I. Calculate the Standard Error of the Mean (SEM):
$$ \text{SEM} = \frac{\sigma}{\sqrt{n}} = \frac{3}{\sqrt{64}} = \frac{3}{8} = 0.375 $$
II. Calculate the Z-scores for 14 cm and 16 cm:
- For $X = 14$:
$$ Z_{14} = \frac{14 - 15}{0.375} = \frac{-1}{0.375} = -2.67 $$
- For $X = 16$:
$$ Z_{16} = \frac{16 - 15}{0.375} = \frac{1}{0.375} = 2.67 $$
III. Find the probabilities associated with the Z-scores:
Using standard normal distribution tables (or a calculator):
- $P(Z \leq -2.67) \approx 0.0038$
- $P(Z \leq 2.67) \approx 0.9962$
IV. Calculate the probability that the sample mean lies between 14 and 16 cm:
$$ P(14 \leq \bar{X} \leq 16) = P(Z \leq 2.67) - P(Z \leq -2.67) $$
$$ P(14 \leq \bar{X} \leq 16) = 0.9962 - 0.0038 = 0.9924 $$
Thus, the probability is approximately 99.24%.
Step 3: Sample Size of 144 Plants
Estimate the probability that the sample mean height of 144 plants lies between 14 cm and 16 cm.

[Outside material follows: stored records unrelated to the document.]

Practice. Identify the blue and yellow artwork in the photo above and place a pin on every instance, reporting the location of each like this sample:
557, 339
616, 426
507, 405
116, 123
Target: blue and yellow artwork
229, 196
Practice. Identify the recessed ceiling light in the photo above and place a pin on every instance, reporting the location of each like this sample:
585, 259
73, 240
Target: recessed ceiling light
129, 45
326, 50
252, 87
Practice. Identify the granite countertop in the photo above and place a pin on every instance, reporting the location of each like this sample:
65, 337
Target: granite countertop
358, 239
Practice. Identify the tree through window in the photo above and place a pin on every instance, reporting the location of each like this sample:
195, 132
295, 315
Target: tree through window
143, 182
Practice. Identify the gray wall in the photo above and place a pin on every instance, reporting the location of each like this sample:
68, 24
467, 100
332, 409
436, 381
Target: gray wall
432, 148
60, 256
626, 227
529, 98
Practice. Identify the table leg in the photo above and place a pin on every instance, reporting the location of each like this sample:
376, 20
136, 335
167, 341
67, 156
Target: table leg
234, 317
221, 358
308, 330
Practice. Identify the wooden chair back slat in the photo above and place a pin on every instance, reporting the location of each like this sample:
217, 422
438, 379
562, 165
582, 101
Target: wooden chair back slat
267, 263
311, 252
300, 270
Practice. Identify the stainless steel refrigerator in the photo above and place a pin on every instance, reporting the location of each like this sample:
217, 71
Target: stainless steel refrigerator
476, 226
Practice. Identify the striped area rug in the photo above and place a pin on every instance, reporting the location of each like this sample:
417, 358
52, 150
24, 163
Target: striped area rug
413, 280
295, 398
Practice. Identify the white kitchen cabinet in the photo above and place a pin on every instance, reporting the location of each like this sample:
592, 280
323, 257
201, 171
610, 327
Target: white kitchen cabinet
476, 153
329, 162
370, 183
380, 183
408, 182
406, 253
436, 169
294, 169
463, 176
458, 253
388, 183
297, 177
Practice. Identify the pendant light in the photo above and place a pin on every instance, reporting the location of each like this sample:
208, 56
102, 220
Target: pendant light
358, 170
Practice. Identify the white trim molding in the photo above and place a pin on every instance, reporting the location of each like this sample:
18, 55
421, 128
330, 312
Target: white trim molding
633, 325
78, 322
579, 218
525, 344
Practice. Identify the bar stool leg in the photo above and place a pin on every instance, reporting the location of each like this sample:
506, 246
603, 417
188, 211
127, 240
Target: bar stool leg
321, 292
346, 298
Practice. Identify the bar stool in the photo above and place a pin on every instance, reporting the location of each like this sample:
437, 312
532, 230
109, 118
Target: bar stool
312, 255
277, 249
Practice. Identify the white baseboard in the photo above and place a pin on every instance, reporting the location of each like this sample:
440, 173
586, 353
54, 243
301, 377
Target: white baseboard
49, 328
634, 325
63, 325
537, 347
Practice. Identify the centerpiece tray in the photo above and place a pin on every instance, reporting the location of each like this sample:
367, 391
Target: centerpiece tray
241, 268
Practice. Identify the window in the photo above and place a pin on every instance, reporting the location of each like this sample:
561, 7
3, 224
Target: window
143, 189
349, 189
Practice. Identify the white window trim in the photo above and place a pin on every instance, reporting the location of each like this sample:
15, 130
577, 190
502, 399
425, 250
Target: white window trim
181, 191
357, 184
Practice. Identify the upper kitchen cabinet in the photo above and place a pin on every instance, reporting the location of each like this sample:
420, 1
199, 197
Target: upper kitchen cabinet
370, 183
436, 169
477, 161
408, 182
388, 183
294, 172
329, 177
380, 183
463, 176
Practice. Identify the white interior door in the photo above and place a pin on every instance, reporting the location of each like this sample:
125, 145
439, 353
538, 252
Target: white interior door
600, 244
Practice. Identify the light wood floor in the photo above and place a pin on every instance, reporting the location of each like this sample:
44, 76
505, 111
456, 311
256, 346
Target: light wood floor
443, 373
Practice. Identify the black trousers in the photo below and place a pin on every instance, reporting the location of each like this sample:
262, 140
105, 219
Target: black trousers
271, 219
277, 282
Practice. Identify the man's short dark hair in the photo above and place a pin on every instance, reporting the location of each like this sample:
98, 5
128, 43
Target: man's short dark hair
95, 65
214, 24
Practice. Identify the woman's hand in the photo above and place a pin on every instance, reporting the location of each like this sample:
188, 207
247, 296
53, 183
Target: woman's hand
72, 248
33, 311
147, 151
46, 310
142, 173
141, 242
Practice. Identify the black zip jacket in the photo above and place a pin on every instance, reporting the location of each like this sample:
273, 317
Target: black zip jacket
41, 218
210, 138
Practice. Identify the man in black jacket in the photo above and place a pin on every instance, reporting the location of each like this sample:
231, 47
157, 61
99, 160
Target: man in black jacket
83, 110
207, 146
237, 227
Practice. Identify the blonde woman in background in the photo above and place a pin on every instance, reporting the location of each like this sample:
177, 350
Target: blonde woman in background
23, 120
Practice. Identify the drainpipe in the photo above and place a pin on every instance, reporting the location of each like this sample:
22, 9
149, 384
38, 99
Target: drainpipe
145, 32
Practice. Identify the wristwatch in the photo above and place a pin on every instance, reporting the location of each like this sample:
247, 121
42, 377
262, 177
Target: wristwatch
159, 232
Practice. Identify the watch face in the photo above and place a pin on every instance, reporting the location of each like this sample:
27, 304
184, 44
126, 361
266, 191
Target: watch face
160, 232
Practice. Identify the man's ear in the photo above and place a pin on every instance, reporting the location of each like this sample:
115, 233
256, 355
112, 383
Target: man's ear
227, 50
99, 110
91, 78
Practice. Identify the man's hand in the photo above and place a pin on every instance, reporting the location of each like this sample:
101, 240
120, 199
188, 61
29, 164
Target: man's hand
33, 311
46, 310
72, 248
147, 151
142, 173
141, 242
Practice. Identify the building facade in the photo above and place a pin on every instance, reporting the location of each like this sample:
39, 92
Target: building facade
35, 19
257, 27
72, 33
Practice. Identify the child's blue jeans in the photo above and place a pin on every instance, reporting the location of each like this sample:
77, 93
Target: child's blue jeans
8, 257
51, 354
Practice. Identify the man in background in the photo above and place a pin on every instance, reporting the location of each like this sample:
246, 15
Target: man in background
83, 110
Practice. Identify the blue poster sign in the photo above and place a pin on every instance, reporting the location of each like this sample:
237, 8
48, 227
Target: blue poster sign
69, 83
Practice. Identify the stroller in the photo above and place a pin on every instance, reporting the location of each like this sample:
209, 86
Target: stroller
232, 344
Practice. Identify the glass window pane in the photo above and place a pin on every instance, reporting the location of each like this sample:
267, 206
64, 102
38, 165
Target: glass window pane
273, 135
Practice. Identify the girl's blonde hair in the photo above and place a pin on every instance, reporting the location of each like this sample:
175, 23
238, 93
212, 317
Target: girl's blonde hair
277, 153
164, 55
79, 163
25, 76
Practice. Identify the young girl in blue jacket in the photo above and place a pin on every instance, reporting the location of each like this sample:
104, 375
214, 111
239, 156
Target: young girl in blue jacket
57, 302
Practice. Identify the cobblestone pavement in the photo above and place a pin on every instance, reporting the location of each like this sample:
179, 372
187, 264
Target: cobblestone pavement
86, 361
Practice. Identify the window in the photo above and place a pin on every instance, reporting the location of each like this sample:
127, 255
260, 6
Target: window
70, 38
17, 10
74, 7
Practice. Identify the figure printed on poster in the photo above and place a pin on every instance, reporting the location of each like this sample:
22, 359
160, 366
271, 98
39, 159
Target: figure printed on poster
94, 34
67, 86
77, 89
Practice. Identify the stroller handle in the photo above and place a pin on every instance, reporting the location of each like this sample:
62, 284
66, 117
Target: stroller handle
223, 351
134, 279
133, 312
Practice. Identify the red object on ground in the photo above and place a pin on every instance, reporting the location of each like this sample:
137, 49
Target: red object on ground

I. Calculate the Standard Error of the Mean (SEM):
$$ \text{SEM} = \frac{\sigma}{\sqrt{n}} = \frac{3}{\sqrt{144}} = \frac{3}{12} = 0.25 $$
II. Calculate the Z-scores for 14 cm and 16 cm:
- For $X = 14$:
$$ Z_{14} = \frac{14 - 15}{0.25} = \frac{-1}{0.25} = -4 $$
- For $X = 16$:
$$ Z_{16} = \frac{16 - 15}{0.25} = \frac{1}{0.25} = 4 $$
III. Find the probabilities associated with the Z-scores:
Using standard normal distribution tables (or a calculator):
- $P(Z \leq -4) \approx 0.00003$
- $P(Z \leq 4) \approx 0.99997$
IV. Calculate the probability that the sample mean lies between 14 and 16 cm:
$$ P(14 \leq \bar{X} \leq 16) = P(Z \leq 4) - P(Z \leq -4) $$
$$ P(14 \leq \bar{X} \leq 16) = 0.99997 - 0.00003 = 0.99994 $$
Thus, the probability is approximately 99.99%.
Step 4: Unknown Population Distribution
Estimate the probability for the same range if the population distribution is unknown.
If the distribution of plant heights is unknown, the Central Limit Theorem assures us that the sampling distribution of the sample mean will still approximate normality as long as the sample size is sufficiently large (usually $n \geq 30$).
CLT Estimation:
- For a sample size $n = 64$ (as in Step 2), the sampling distribution of the sample mean will still be approximately normal, even if the population distribution is not normal.
- Therefore, the same calculations as in Step 2 can be applied, and the probability remains approximately 99.24%.